It is white with a traditional thatch roof...fireplace...already furnished. Okay, you can hold it in the palm of your hand and it's made of cardboard. But, IRISH CARDBOARD! Inside the box: a small stone (of the non-Blarney variety) and six pads of peat. We're big on candles and incense around our house. It has nothing to do with achieving transcendental tranquility. It has everything to do with having teenagers, a dog and the occasionally lactose-intolerant diner. Researchers say that the sense of smell triggers memories more readily than any other way. Having grown up surrounded by cow manure, I go back in time fairly often. Anyway, Ireland travelled home with us, last summer, in our nostrils. I don't mean someone did something unpleasant with a shillelagh. I mean the smell of burning peat stayed with us.

So, now, we can light one of those little peat pads and our house becomes, well, a peat pad. Peat is organic material...mostly decaying vegetation, not unlike some of the stuff I've found under our childrens' beds. It comes out of the bogs and marshes. Bogs and marshes are lyrical ways of saying swamps. You could also say fens but that word always struck me as incomplete...like Webster's pen ran out of ink before he could finish.

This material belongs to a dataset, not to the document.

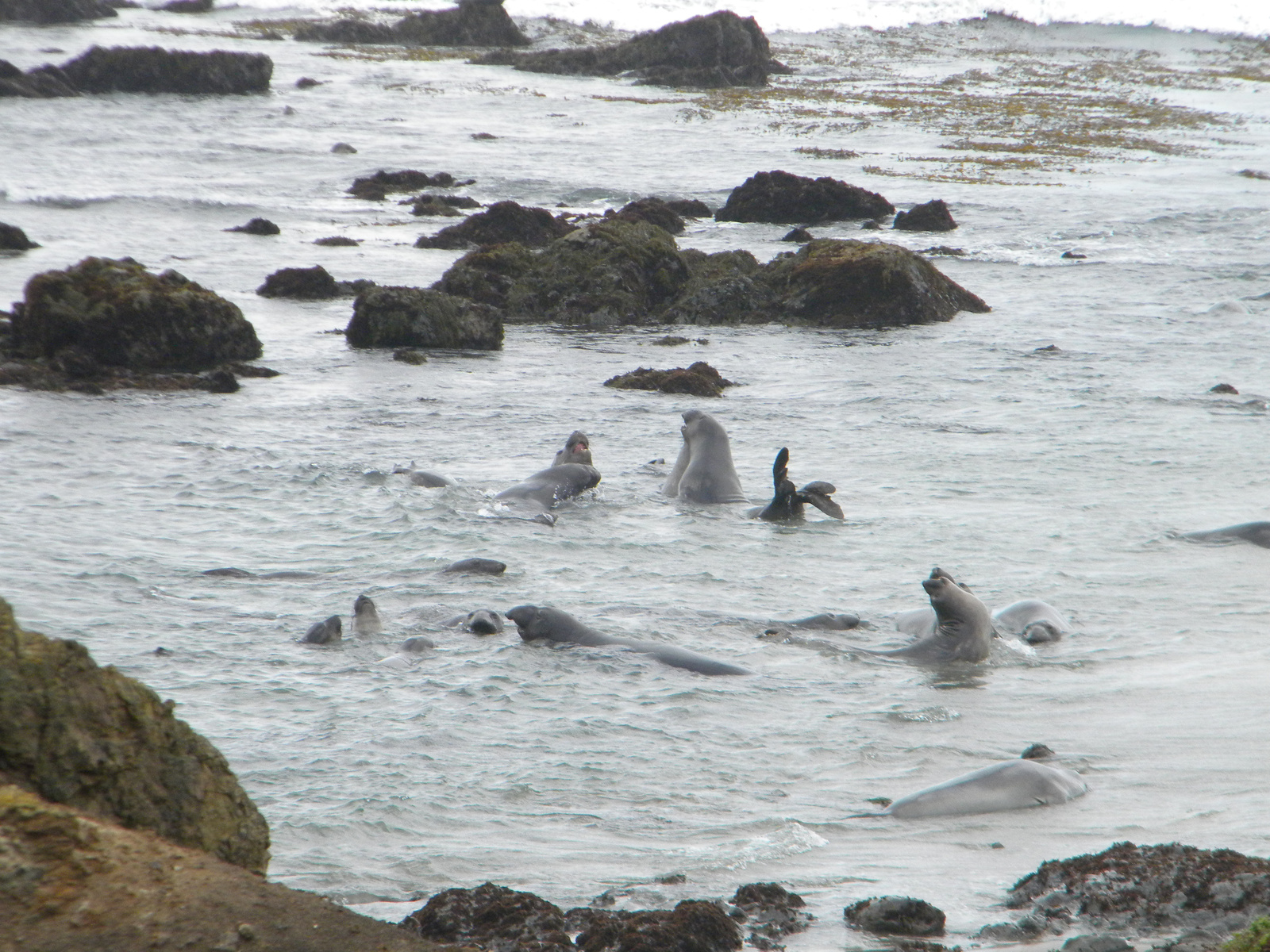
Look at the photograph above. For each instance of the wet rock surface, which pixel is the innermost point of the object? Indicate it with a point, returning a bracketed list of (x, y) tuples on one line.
[(781, 197), (713, 51), (698, 380)]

One little etymological detour: Back in 1560, the word peat could also mean "merry young girl" as in "Oh, aren't you a sweet peat!" Somehow, the combination of the peat you set to glowing and the kind of peat that would set a young boy to glowing seems incongruous. Maybe it was this confusion that caused all those problems in Salem back in 1692! "Burn the peat?! What are you talking about?"

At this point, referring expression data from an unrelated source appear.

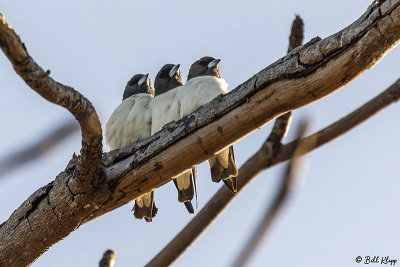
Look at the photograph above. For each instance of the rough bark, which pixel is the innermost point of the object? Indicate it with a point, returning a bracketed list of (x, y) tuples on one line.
[(57, 93), (283, 194), (306, 74)]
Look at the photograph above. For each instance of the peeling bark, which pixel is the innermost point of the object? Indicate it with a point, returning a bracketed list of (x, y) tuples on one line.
[(306, 74)]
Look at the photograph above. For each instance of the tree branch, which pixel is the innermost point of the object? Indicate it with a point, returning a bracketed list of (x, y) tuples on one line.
[(59, 94), (36, 150), (284, 193), (306, 74), (264, 159)]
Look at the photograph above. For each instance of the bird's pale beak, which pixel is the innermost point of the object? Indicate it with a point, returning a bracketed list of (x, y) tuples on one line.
[(213, 63), (145, 78), (174, 70)]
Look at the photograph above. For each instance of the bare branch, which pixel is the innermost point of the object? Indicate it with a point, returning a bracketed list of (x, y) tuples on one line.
[(108, 259), (38, 149), (280, 200), (306, 74), (262, 160), (59, 94), (282, 123)]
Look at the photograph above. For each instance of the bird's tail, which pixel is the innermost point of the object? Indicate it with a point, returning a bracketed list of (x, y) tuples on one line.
[(186, 184), (145, 207), (223, 167)]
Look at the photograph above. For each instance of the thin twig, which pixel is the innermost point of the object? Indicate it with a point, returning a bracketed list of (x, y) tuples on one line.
[(284, 193), (108, 259), (262, 160), (62, 95), (38, 149)]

By the way, the title of this peat-treat is probably familiar to you, if you watch Seinfeld. It was The Limo episode. Jerry and George were pretending to be Irish and Jerry began to wax eloquent on the peat. Now, whenever we light up, someone in the family will say "The peat...aaahhh, the peat." Smart-alecky leprechauns. Still, the calming aroma keeps me from getting too worked up. Now, if I can just convince the neighborhood association to allow us a few sheep grazing in the front yard and a rock people can kiss for nine bucks...Too-ra-loo-ra-loo-ra!